[Transfer] Four Strategies for Organizing Code

Reprinted from: http://www.infoq.com/cn/articles/four-strategies-for-organizing-code?utm_source=infoq&utm_medium=popular_widget&utm_campaign=popular_content_list&utm_content=homepage

 

Four Strategies for Organizing Code

Author  Martin Sandin  , translator  Zhang Tianlei  Posted on April 27, 2016  | 3 Discuss

 

This article has been translated from a well- received article on Medium , authored by Martin Sandin, and the translation has been authorized by me.

This article introduces four strategies for organizing code: component organization, toolbox organization, layer organization, and category organization. I think these four strategies form a hierarchy, each targeting a different type of code cohesion. From my personal experience, these four strategies cover all the situations you might encounter when actually organizing your code. There are probably countless strategies for organizing code, but I've never seen anyone organize packages in a project by creation date, or classes in a package by initial order.
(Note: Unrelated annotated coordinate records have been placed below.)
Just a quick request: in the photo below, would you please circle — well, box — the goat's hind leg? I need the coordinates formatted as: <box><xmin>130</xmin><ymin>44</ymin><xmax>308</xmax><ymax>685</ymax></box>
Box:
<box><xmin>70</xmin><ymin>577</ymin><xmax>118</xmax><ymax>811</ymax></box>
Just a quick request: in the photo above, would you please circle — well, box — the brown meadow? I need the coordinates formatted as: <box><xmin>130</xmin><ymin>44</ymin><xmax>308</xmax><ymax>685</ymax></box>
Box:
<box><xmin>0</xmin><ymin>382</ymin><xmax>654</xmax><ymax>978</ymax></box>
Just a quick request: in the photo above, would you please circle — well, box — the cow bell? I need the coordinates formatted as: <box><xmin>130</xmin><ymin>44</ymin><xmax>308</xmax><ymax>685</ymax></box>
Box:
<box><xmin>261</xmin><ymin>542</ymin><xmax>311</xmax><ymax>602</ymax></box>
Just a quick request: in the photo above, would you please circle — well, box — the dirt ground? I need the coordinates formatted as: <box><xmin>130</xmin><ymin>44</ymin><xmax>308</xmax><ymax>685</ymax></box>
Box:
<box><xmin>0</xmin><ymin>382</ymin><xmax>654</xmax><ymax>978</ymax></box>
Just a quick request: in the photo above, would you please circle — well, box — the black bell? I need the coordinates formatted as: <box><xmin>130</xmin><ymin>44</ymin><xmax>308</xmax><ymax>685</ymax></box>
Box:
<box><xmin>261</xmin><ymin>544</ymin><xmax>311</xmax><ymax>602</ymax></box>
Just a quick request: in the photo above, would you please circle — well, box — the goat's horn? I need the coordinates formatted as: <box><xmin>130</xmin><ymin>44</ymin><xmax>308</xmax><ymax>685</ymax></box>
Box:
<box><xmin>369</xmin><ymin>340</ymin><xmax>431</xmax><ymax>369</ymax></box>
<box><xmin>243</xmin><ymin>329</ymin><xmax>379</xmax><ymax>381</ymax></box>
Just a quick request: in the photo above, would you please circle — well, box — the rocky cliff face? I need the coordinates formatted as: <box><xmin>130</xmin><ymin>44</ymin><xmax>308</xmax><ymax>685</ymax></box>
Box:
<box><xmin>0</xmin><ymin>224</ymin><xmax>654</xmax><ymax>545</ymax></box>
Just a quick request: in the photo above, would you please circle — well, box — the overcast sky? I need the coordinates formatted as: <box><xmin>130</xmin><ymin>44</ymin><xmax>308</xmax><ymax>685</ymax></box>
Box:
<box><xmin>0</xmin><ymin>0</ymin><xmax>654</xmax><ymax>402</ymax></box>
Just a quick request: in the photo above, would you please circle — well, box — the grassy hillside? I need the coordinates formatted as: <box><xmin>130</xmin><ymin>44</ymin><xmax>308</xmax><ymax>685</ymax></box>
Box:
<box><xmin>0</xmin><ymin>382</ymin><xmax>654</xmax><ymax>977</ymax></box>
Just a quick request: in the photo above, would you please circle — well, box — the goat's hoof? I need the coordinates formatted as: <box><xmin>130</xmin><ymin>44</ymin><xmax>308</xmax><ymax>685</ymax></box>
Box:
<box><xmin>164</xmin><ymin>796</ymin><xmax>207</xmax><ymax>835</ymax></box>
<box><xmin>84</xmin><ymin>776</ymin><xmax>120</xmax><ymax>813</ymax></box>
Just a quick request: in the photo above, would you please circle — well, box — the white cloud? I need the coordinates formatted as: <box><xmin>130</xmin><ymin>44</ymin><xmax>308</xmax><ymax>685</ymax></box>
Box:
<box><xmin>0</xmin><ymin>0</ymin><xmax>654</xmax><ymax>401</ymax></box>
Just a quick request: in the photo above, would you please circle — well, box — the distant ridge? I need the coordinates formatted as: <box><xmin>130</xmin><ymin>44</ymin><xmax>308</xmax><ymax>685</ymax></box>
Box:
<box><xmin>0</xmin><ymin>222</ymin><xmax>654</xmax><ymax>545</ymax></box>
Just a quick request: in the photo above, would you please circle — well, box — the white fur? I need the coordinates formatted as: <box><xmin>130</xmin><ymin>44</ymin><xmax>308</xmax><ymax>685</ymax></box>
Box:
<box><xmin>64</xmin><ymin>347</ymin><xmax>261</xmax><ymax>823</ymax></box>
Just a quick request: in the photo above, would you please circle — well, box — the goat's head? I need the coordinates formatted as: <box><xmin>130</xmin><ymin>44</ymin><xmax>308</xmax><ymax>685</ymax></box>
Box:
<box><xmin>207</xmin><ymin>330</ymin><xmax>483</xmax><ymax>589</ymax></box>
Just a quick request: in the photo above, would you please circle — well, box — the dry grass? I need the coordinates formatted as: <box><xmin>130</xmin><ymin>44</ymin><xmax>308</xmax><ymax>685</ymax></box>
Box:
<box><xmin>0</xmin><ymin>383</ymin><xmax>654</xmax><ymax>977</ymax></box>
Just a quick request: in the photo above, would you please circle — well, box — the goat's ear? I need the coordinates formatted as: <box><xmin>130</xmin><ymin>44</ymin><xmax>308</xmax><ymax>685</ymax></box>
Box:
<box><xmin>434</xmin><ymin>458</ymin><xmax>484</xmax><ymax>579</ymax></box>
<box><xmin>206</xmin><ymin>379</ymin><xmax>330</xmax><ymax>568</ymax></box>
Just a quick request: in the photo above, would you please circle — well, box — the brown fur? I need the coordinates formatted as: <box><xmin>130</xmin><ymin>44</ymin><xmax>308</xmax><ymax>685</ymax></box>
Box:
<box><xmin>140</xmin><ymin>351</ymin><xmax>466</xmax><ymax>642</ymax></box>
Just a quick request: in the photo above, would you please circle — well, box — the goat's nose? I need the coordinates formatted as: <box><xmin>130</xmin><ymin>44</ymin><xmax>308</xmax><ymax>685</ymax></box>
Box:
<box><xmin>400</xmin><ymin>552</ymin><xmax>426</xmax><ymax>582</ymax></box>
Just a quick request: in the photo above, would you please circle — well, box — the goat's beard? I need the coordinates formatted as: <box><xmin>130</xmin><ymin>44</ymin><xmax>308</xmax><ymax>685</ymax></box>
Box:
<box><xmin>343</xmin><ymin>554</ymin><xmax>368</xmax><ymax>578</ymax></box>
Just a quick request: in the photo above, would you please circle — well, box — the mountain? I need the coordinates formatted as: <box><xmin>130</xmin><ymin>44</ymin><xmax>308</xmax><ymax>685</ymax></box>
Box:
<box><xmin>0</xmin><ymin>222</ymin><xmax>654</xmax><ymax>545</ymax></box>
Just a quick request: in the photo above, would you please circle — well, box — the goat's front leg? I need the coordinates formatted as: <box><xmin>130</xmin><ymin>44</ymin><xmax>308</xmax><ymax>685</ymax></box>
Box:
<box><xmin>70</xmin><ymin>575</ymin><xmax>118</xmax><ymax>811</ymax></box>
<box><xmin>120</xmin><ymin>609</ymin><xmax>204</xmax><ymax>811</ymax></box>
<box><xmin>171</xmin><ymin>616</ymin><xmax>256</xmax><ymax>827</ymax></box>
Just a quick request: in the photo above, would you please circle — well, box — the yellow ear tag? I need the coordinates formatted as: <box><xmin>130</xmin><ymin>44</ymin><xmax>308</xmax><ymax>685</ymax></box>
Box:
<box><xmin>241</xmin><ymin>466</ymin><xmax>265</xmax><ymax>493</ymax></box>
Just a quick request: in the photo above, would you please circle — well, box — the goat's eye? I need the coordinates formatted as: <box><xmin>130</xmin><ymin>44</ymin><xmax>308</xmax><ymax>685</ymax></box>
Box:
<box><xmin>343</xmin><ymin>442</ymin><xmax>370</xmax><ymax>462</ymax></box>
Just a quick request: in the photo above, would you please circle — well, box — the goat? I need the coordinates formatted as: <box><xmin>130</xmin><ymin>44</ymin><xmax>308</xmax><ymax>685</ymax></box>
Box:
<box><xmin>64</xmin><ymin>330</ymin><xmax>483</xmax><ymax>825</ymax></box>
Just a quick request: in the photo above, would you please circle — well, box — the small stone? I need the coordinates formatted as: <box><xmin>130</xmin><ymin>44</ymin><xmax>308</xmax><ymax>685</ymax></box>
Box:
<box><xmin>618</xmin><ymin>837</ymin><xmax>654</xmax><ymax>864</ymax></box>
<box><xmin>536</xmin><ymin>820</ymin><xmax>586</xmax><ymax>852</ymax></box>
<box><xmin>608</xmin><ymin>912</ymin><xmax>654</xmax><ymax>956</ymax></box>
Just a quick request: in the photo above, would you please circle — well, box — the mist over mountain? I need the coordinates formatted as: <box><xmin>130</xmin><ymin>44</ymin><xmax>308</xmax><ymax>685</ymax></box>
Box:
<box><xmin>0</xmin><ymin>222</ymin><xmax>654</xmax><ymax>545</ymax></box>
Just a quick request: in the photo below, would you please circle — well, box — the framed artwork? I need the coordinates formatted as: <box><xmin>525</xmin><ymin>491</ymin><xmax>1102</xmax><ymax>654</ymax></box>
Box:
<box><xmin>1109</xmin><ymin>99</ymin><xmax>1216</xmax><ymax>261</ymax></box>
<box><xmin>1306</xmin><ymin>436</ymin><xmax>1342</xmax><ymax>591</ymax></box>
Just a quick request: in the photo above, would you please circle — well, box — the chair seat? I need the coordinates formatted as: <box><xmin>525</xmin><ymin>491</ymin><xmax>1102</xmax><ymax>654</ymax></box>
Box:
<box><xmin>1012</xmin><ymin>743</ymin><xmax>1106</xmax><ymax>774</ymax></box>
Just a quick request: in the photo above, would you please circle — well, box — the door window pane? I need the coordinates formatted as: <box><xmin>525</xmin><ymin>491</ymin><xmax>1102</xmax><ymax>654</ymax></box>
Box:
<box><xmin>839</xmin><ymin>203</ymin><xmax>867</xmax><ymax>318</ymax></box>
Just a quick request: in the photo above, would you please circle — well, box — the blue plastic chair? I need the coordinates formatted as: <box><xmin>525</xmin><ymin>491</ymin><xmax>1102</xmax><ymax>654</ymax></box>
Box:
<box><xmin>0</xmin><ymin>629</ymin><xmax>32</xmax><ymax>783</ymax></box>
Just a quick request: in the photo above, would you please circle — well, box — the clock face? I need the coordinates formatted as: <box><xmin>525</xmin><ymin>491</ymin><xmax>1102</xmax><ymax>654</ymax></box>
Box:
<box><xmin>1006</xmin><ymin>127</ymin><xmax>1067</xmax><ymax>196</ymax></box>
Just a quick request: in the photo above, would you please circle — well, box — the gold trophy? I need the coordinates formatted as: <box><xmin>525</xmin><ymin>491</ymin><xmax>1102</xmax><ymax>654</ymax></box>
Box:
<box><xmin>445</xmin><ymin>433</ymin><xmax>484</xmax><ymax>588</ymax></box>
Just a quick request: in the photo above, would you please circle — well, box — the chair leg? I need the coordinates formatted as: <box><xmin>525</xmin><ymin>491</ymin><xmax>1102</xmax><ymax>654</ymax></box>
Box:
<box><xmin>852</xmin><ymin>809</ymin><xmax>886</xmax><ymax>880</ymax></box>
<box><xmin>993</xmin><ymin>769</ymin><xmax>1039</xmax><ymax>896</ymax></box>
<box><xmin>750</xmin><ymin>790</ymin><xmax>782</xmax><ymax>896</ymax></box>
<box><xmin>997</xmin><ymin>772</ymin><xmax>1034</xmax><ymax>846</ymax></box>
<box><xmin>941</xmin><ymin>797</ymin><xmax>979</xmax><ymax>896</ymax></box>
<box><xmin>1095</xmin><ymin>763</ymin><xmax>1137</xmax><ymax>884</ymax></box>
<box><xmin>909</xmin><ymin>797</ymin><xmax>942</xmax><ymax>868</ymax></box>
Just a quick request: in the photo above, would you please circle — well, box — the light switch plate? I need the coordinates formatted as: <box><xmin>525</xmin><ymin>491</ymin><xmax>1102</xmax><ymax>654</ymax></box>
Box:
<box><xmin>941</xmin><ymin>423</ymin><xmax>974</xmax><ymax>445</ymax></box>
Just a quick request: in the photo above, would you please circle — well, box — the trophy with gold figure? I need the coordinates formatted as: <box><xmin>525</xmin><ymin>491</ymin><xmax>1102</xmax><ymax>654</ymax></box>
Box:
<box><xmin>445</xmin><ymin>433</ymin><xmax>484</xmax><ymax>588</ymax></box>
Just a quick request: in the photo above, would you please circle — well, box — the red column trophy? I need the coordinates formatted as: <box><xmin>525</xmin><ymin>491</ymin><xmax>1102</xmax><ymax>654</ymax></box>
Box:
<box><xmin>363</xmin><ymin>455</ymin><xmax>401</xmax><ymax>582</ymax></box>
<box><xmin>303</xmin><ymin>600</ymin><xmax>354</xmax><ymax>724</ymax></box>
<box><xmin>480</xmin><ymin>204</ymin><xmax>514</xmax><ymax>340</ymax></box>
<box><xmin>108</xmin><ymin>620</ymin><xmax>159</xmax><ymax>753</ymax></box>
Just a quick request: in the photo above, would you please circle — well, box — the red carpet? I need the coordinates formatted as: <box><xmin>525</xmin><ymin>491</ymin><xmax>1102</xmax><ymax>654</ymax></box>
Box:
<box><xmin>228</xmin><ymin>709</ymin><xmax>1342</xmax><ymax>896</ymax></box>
Reasons and Definitions for Organizing Codes

It's interesting that most of the advice you get on how to develop programs basically teaches you how to organize your code, not computer technology. As far as the computer itself is concerned, coupling and cohesion are largely irrelevant. Computers don't care if you write all your code in one file, or if you sort classes alphabetically, or if you name all your variables with a single letter. The purpose of rationally organizing code is not to let the computer understand your code, but to allow other people to read the code you write well, and then maintain the code and do secondary development efficiently and confidently to some extent.

 

Code should be written so that other people can understand it first, and machines can execute it second.
- "The Structure and Interpretation of Computer Programs" (Abelson, Sussman)

When a piece of code is written too long and contains too many elements, the code becomes very complex, making it difficult for people to locate information, get an overview, and make it difficult for people to understand the function of each part of the code. The best way to solve this problem is to "divide and conquer" - breaking a large, complex piece of code into smaller pieces, each of which can be understood independently. For classes, this approach helps us create cohesive logical objects, and it also applies to domain models. For separately compiled projects, we must eliminate circular dependencies and ensure that there is a logical and stable interface between projects. There are many variants of how code is organized at the level between projects and classes (packages in Java or namespaces in C#). In my own experience, many developers choose a strategy for organizing their code without much thought, yet they don't understand why they're using their chosen strategy.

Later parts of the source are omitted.